The Competition Commission of Pakistan (CCP) has concluded its Phase-II review of Pakistan Telecommunication Company Limited’s (PTCL) acquisition of 100% shareholding in Telenor Pakistan Pvt Ltd and Orion Towers Pvt Ltd. Valued at $400 million, this transaction is one of the largest mergers in Pakistan’s telecom sector, involving both vertical and horizontal market expansions.
Sources indicated that CCP officials are expected to meet with PTCL management next week. The deal, which includes PTCL’s acquisition of Telenor Pakistan’s mobile and broadband services along with Orion Towers’ infrastructure, has drawn significant attention from telecom industry stakeholders, who are closely evaluating its potential impact.
The CCP conducted a thorough and rigorous review of the transaction, holding multiple hearings throughout September and October 2024 to assess the merger’s impact. Chaired by Dr. Kabir Ahmed Sidhu, the Commission engaged with various stakeholders, including telecom industry players, to evaluate the implications on market dynamics and competition. Its main aim is to improve market efficiency while ensuring fair competition and protecting consumer interests.

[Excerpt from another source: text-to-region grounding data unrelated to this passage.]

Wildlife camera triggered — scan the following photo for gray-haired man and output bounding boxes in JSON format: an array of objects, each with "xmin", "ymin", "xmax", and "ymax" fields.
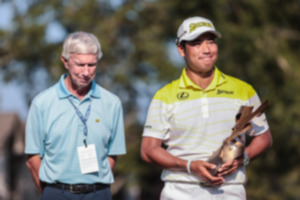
[{"xmin": 25, "ymin": 32, "xmax": 126, "ymax": 200}]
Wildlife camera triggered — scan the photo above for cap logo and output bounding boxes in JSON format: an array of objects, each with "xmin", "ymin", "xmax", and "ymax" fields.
[{"xmin": 189, "ymin": 22, "xmax": 213, "ymax": 33}]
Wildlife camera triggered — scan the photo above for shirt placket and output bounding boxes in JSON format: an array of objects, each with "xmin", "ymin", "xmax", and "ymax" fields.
[{"xmin": 201, "ymin": 92, "xmax": 209, "ymax": 118}]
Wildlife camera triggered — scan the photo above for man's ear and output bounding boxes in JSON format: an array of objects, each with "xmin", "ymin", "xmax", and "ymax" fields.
[
  {"xmin": 61, "ymin": 56, "xmax": 69, "ymax": 70},
  {"xmin": 176, "ymin": 44, "xmax": 185, "ymax": 57}
]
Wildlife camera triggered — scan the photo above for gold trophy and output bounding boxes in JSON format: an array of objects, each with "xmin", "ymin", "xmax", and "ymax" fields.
[{"xmin": 207, "ymin": 100, "xmax": 269, "ymax": 176}]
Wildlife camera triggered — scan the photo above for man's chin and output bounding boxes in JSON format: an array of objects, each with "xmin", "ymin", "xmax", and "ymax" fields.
[{"xmin": 77, "ymin": 82, "xmax": 91, "ymax": 90}]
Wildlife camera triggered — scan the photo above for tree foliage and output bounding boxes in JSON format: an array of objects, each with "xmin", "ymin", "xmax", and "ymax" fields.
[{"xmin": 1, "ymin": 0, "xmax": 300, "ymax": 199}]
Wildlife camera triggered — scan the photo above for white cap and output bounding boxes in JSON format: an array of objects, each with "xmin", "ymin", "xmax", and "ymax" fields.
[{"xmin": 176, "ymin": 16, "xmax": 222, "ymax": 44}]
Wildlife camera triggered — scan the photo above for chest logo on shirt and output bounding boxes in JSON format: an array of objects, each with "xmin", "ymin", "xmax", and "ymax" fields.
[
  {"xmin": 217, "ymin": 89, "xmax": 234, "ymax": 95},
  {"xmin": 177, "ymin": 92, "xmax": 189, "ymax": 100}
]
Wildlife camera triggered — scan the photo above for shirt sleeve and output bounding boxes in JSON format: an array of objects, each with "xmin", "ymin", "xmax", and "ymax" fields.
[
  {"xmin": 247, "ymin": 93, "xmax": 270, "ymax": 136},
  {"xmin": 107, "ymin": 98, "xmax": 126, "ymax": 155},
  {"xmin": 25, "ymin": 101, "xmax": 45, "ymax": 157},
  {"xmin": 142, "ymin": 92, "xmax": 171, "ymax": 140}
]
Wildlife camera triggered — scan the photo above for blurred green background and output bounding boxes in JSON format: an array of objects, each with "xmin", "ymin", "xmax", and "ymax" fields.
[{"xmin": 0, "ymin": 0, "xmax": 300, "ymax": 199}]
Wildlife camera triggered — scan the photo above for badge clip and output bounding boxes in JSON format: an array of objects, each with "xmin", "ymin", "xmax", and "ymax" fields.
[{"xmin": 84, "ymin": 139, "xmax": 87, "ymax": 148}]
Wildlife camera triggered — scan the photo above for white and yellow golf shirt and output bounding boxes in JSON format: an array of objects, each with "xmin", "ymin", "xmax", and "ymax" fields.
[{"xmin": 142, "ymin": 67, "xmax": 269, "ymax": 184}]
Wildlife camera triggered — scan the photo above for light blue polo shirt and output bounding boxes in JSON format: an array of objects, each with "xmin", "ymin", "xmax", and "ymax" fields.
[{"xmin": 25, "ymin": 74, "xmax": 126, "ymax": 184}]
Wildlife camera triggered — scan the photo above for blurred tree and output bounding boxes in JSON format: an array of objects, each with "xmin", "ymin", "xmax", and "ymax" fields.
[{"xmin": 0, "ymin": 0, "xmax": 300, "ymax": 199}]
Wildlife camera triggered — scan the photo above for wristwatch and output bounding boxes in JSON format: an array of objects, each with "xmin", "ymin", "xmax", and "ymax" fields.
[{"xmin": 244, "ymin": 152, "xmax": 250, "ymax": 166}]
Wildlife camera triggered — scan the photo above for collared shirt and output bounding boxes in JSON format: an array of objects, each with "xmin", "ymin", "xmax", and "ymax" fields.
[
  {"xmin": 25, "ymin": 74, "xmax": 126, "ymax": 184},
  {"xmin": 143, "ymin": 67, "xmax": 269, "ymax": 184}
]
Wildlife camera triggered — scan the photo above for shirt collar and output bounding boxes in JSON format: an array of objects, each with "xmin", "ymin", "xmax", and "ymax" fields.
[
  {"xmin": 56, "ymin": 73, "xmax": 101, "ymax": 99},
  {"xmin": 179, "ymin": 67, "xmax": 227, "ymax": 91}
]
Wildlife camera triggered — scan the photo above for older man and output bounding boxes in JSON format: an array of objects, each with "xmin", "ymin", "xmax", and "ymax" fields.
[
  {"xmin": 25, "ymin": 32, "xmax": 126, "ymax": 200},
  {"xmin": 141, "ymin": 16, "xmax": 272, "ymax": 200}
]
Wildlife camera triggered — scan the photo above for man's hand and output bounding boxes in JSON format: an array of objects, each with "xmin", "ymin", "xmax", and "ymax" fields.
[
  {"xmin": 216, "ymin": 130, "xmax": 273, "ymax": 177},
  {"xmin": 26, "ymin": 154, "xmax": 44, "ymax": 193},
  {"xmin": 190, "ymin": 160, "xmax": 225, "ymax": 186},
  {"xmin": 215, "ymin": 159, "xmax": 242, "ymax": 177}
]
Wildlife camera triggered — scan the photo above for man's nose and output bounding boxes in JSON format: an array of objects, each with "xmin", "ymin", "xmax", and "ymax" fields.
[
  {"xmin": 201, "ymin": 42, "xmax": 210, "ymax": 53},
  {"xmin": 82, "ymin": 65, "xmax": 90, "ymax": 76}
]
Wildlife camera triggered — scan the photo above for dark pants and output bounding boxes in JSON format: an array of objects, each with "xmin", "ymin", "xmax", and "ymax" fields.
[{"xmin": 41, "ymin": 185, "xmax": 112, "ymax": 200}]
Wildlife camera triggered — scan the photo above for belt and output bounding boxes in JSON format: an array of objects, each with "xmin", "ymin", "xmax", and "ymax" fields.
[{"xmin": 46, "ymin": 182, "xmax": 109, "ymax": 194}]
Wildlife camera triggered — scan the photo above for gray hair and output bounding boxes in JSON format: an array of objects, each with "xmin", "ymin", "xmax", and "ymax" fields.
[{"xmin": 62, "ymin": 31, "xmax": 103, "ymax": 60}]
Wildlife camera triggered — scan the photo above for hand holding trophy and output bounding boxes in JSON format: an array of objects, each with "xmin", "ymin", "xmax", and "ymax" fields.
[{"xmin": 207, "ymin": 100, "xmax": 269, "ymax": 176}]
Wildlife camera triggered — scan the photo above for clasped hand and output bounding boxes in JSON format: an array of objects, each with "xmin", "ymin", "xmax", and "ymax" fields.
[{"xmin": 190, "ymin": 159, "xmax": 242, "ymax": 186}]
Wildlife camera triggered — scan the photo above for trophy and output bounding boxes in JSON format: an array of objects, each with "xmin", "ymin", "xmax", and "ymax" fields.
[{"xmin": 207, "ymin": 100, "xmax": 268, "ymax": 176}]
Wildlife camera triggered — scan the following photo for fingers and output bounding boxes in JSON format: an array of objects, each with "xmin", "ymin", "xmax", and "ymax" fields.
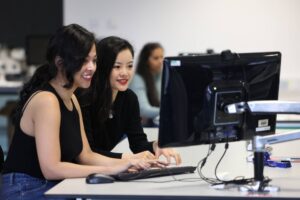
[
  {"xmin": 172, "ymin": 152, "xmax": 182, "ymax": 165},
  {"xmin": 153, "ymin": 160, "xmax": 169, "ymax": 168},
  {"xmin": 165, "ymin": 154, "xmax": 172, "ymax": 164},
  {"xmin": 129, "ymin": 158, "xmax": 153, "ymax": 170},
  {"xmin": 143, "ymin": 151, "xmax": 156, "ymax": 159},
  {"xmin": 135, "ymin": 151, "xmax": 155, "ymax": 160},
  {"xmin": 123, "ymin": 151, "xmax": 155, "ymax": 160},
  {"xmin": 129, "ymin": 158, "xmax": 169, "ymax": 171},
  {"xmin": 155, "ymin": 148, "xmax": 182, "ymax": 165}
]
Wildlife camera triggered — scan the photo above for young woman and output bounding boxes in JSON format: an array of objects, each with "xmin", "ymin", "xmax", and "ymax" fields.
[
  {"xmin": 0, "ymin": 25, "xmax": 160, "ymax": 200},
  {"xmin": 129, "ymin": 43, "xmax": 164, "ymax": 126},
  {"xmin": 77, "ymin": 36, "xmax": 181, "ymax": 163}
]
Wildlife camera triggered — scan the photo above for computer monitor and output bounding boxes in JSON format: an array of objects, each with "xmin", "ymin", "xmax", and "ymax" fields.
[
  {"xmin": 158, "ymin": 51, "xmax": 281, "ymax": 148},
  {"xmin": 25, "ymin": 35, "xmax": 50, "ymax": 65}
]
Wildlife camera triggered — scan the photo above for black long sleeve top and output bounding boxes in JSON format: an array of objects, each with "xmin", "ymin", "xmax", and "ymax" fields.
[{"xmin": 78, "ymin": 89, "xmax": 154, "ymax": 158}]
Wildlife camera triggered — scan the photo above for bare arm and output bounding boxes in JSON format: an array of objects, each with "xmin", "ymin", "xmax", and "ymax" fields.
[{"xmin": 32, "ymin": 92, "xmax": 136, "ymax": 180}]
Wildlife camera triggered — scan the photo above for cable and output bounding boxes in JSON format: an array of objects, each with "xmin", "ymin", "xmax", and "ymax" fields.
[
  {"xmin": 196, "ymin": 138, "xmax": 256, "ymax": 188},
  {"xmin": 196, "ymin": 143, "xmax": 220, "ymax": 185},
  {"xmin": 214, "ymin": 137, "xmax": 229, "ymax": 181}
]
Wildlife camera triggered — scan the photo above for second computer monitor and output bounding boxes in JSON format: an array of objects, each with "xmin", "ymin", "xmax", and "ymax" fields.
[{"xmin": 158, "ymin": 51, "xmax": 281, "ymax": 147}]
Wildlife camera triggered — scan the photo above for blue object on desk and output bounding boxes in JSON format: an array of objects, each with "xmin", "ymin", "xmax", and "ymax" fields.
[
  {"xmin": 264, "ymin": 152, "xmax": 292, "ymax": 168},
  {"xmin": 266, "ymin": 160, "xmax": 292, "ymax": 168}
]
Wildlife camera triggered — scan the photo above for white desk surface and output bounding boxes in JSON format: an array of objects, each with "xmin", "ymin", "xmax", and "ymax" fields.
[{"xmin": 45, "ymin": 128, "xmax": 300, "ymax": 199}]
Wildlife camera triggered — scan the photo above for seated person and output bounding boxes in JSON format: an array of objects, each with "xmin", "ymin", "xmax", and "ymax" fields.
[
  {"xmin": 129, "ymin": 42, "xmax": 164, "ymax": 126},
  {"xmin": 1, "ymin": 25, "xmax": 161, "ymax": 200},
  {"xmin": 77, "ymin": 37, "xmax": 181, "ymax": 163}
]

During the review, the CCP closely examined the deal’s impact on several key telecom submarkets, including Long Distance and International (LDI), Local Loop Operators (LLO), Telecom Infrastructure, Mobile Network Operators, and domestic leased lines and IP bandwidth. The merger will significantly shift market shares in various sectors. PTCL, which currently holds 50.5% of the retail LDI and fixed-line market, is set to control 61% of the LDI market post-merger. In the mobile telecommunications sector, PTCL’s Ufone, which holds a 12.4% share, will combine with Telenor’s 24% share, resulting in a new entity with a 37% market share. Additionally, PTCL will dominate the wholesale IP bandwidth and domestic leased lines markets, holding 68% and 42.7% of the respective sectors.
CCP Chairman Dr. Sidhu emphasized that the Commission’s primary concern is to prevent any anti-competitive effects that could harm consumers. The Commission has been evaluating the merger from both a legal and economic standpoint, focusing on market health, consumer impact, and long-term competition within Pakistan’s telecom sector.

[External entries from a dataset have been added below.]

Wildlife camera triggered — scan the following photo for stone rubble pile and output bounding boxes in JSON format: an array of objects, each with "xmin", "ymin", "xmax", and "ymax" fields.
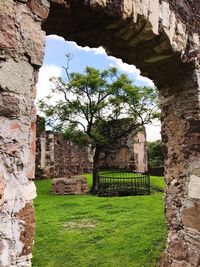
[{"xmin": 51, "ymin": 177, "xmax": 89, "ymax": 195}]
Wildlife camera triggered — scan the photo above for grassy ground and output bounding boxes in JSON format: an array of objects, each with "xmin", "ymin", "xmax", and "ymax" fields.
[{"xmin": 33, "ymin": 175, "xmax": 167, "ymax": 267}]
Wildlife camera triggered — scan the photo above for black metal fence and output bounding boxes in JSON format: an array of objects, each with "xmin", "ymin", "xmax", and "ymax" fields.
[
  {"xmin": 98, "ymin": 170, "xmax": 150, "ymax": 197},
  {"xmin": 148, "ymin": 160, "xmax": 164, "ymax": 176}
]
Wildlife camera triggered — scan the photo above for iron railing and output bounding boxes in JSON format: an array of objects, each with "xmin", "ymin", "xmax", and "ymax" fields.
[{"xmin": 98, "ymin": 170, "xmax": 150, "ymax": 197}]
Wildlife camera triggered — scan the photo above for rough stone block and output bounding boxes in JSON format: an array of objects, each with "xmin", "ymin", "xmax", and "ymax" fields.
[
  {"xmin": 16, "ymin": 6, "xmax": 46, "ymax": 66},
  {"xmin": 182, "ymin": 203, "xmax": 200, "ymax": 232},
  {"xmin": 161, "ymin": 1, "xmax": 170, "ymax": 29},
  {"xmin": 0, "ymin": 58, "xmax": 34, "ymax": 95},
  {"xmin": 168, "ymin": 234, "xmax": 188, "ymax": 261},
  {"xmin": 188, "ymin": 174, "xmax": 200, "ymax": 200},
  {"xmin": 0, "ymin": 139, "xmax": 21, "ymax": 158},
  {"xmin": 27, "ymin": 0, "xmax": 50, "ymax": 19},
  {"xmin": 133, "ymin": 0, "xmax": 148, "ymax": 21},
  {"xmin": 0, "ymin": 14, "xmax": 17, "ymax": 50},
  {"xmin": 0, "ymin": 0, "xmax": 14, "ymax": 16},
  {"xmin": 15, "ymin": 202, "xmax": 35, "ymax": 257},
  {"xmin": 0, "ymin": 118, "xmax": 29, "ymax": 145},
  {"xmin": 0, "ymin": 94, "xmax": 20, "ymax": 117},
  {"xmin": 123, "ymin": 0, "xmax": 133, "ymax": 18},
  {"xmin": 148, "ymin": 0, "xmax": 159, "ymax": 35}
]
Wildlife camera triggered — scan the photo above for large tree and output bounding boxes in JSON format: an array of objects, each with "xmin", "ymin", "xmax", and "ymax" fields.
[{"xmin": 39, "ymin": 61, "xmax": 158, "ymax": 193}]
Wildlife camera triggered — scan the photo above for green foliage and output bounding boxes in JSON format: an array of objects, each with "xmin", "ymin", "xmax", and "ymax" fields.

While PTCL has strongly supported the merger, arguing that it will promote greater competition, infrastructure investment, and service quality, some telecom operators have raised concerns. Wateen Telecom has warned that the merger could stifle competition in key infrastructure markets such as Long Haul IRU Services and Co-location Services, and lead to customer foreclosure, particularly in the inbound voice services market.

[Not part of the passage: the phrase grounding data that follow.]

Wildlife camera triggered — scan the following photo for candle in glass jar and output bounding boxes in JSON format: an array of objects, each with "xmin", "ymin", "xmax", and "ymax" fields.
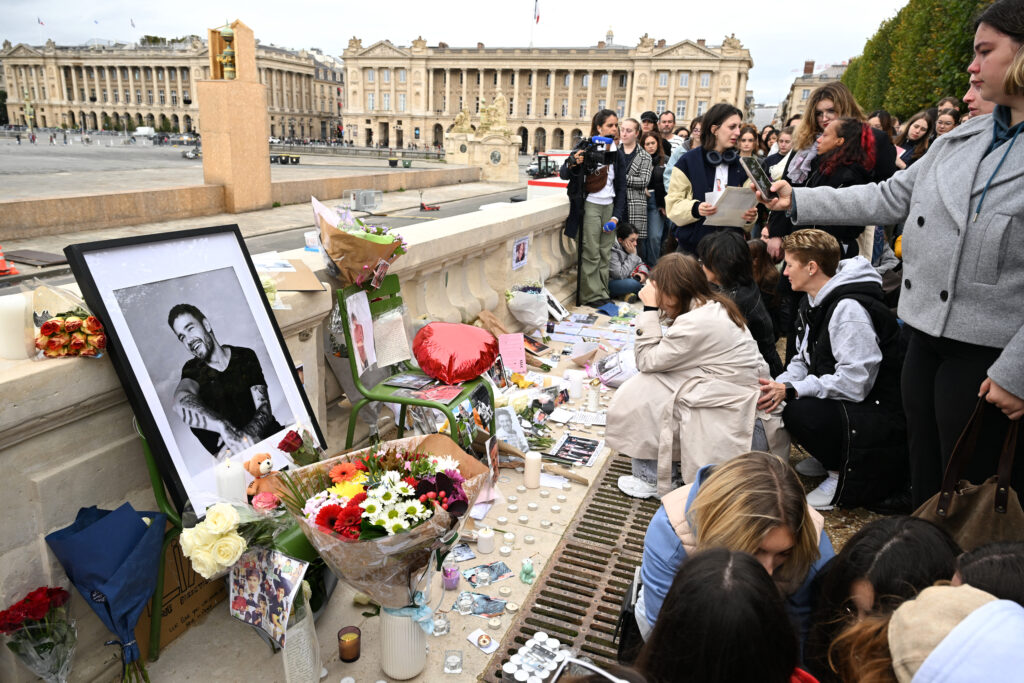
[
  {"xmin": 442, "ymin": 562, "xmax": 460, "ymax": 591},
  {"xmin": 338, "ymin": 626, "xmax": 361, "ymax": 662}
]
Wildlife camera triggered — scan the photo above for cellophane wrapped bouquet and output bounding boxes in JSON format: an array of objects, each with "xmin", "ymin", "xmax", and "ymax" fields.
[
  {"xmin": 0, "ymin": 587, "xmax": 77, "ymax": 683},
  {"xmin": 278, "ymin": 434, "xmax": 489, "ymax": 608},
  {"xmin": 180, "ymin": 496, "xmax": 292, "ymax": 580}
]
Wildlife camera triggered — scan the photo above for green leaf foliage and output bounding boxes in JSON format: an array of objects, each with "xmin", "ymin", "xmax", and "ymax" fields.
[{"xmin": 846, "ymin": 0, "xmax": 994, "ymax": 119}]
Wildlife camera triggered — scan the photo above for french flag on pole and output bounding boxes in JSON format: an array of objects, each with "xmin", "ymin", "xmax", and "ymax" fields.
[{"xmin": 534, "ymin": 0, "xmax": 540, "ymax": 24}]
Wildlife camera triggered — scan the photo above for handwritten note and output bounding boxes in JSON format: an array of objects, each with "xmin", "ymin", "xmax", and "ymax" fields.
[{"xmin": 499, "ymin": 333, "xmax": 527, "ymax": 373}]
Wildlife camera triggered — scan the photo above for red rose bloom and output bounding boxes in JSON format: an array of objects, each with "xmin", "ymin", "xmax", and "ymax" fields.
[
  {"xmin": 47, "ymin": 587, "xmax": 69, "ymax": 608},
  {"xmin": 314, "ymin": 504, "xmax": 344, "ymax": 533},
  {"xmin": 277, "ymin": 430, "xmax": 303, "ymax": 453},
  {"xmin": 23, "ymin": 592, "xmax": 50, "ymax": 621},
  {"xmin": 63, "ymin": 316, "xmax": 83, "ymax": 333},
  {"xmin": 69, "ymin": 332, "xmax": 88, "ymax": 352},
  {"xmin": 40, "ymin": 319, "xmax": 63, "ymax": 336},
  {"xmin": 46, "ymin": 334, "xmax": 69, "ymax": 351},
  {"xmin": 82, "ymin": 316, "xmax": 104, "ymax": 334},
  {"xmin": 86, "ymin": 333, "xmax": 106, "ymax": 350}
]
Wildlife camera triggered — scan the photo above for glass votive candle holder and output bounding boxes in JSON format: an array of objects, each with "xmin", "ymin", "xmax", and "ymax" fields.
[
  {"xmin": 444, "ymin": 650, "xmax": 463, "ymax": 674},
  {"xmin": 456, "ymin": 591, "xmax": 474, "ymax": 615},
  {"xmin": 433, "ymin": 611, "xmax": 451, "ymax": 637},
  {"xmin": 338, "ymin": 626, "xmax": 361, "ymax": 662},
  {"xmin": 442, "ymin": 559, "xmax": 461, "ymax": 591},
  {"xmin": 476, "ymin": 568, "xmax": 492, "ymax": 587}
]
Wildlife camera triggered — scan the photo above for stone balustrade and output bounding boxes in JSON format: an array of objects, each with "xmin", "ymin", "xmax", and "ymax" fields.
[{"xmin": 0, "ymin": 194, "xmax": 572, "ymax": 682}]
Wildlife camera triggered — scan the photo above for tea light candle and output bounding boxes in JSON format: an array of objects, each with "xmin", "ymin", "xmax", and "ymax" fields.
[
  {"xmin": 527, "ymin": 502, "xmax": 539, "ymax": 511},
  {"xmin": 507, "ymin": 504, "xmax": 519, "ymax": 513},
  {"xmin": 499, "ymin": 585, "xmax": 512, "ymax": 597},
  {"xmin": 517, "ymin": 515, "xmax": 529, "ymax": 525},
  {"xmin": 524, "ymin": 535, "xmax": 535, "ymax": 544},
  {"xmin": 507, "ymin": 602, "xmax": 520, "ymax": 613},
  {"xmin": 516, "ymin": 485, "xmax": 527, "ymax": 493},
  {"xmin": 557, "ymin": 495, "xmax": 567, "ymax": 503},
  {"xmin": 488, "ymin": 617, "xmax": 502, "ymax": 630},
  {"xmin": 563, "ymin": 483, "xmax": 573, "ymax": 491},
  {"xmin": 477, "ymin": 527, "xmax": 495, "ymax": 554},
  {"xmin": 551, "ymin": 505, "xmax": 562, "ymax": 514},
  {"xmin": 540, "ymin": 519, "xmax": 552, "ymax": 528},
  {"xmin": 338, "ymin": 626, "xmax": 361, "ymax": 662},
  {"xmin": 507, "ymin": 495, "xmax": 519, "ymax": 503},
  {"xmin": 539, "ymin": 489, "xmax": 550, "ymax": 498},
  {"xmin": 496, "ymin": 516, "xmax": 509, "ymax": 525},
  {"xmin": 503, "ymin": 532, "xmax": 516, "ymax": 544},
  {"xmin": 499, "ymin": 545, "xmax": 512, "ymax": 556}
]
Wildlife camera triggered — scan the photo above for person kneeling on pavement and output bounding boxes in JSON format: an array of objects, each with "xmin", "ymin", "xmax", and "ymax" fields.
[
  {"xmin": 758, "ymin": 229, "xmax": 907, "ymax": 511},
  {"xmin": 609, "ymin": 222, "xmax": 648, "ymax": 301},
  {"xmin": 607, "ymin": 253, "xmax": 788, "ymax": 499}
]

Jazz (PMCL) has expressed conditional support, calling for regulatory safeguards to ensure that PTCL’s enhanced market power does not negatively affect consumers. Jazz is particularly concerned about the merger’s potential to increase PTCL’s market share, especially in underserved regions like Azad Jammu and Kashmir and Gilgit-Baltistan, where consumer choice is already limited.
CM Pak (Zong) has raised concerns over spectrum concentration, with the possibility that the merged entity could control up to 34.4% of the total spectrum in the retail mobile market. Zong cautioned that this could give the new entity an unfair advantage in coverage and service quality, particularly in underserved areas.
The CCP’s final decision will hinge on maintaining robust market competition to benefit consumers and the broader economy. While the merger is set to strengthen PTCL’s market position, it could also create new opportunities for investment and contribute to improving Pakistan’s digital infrastructure and network coverage.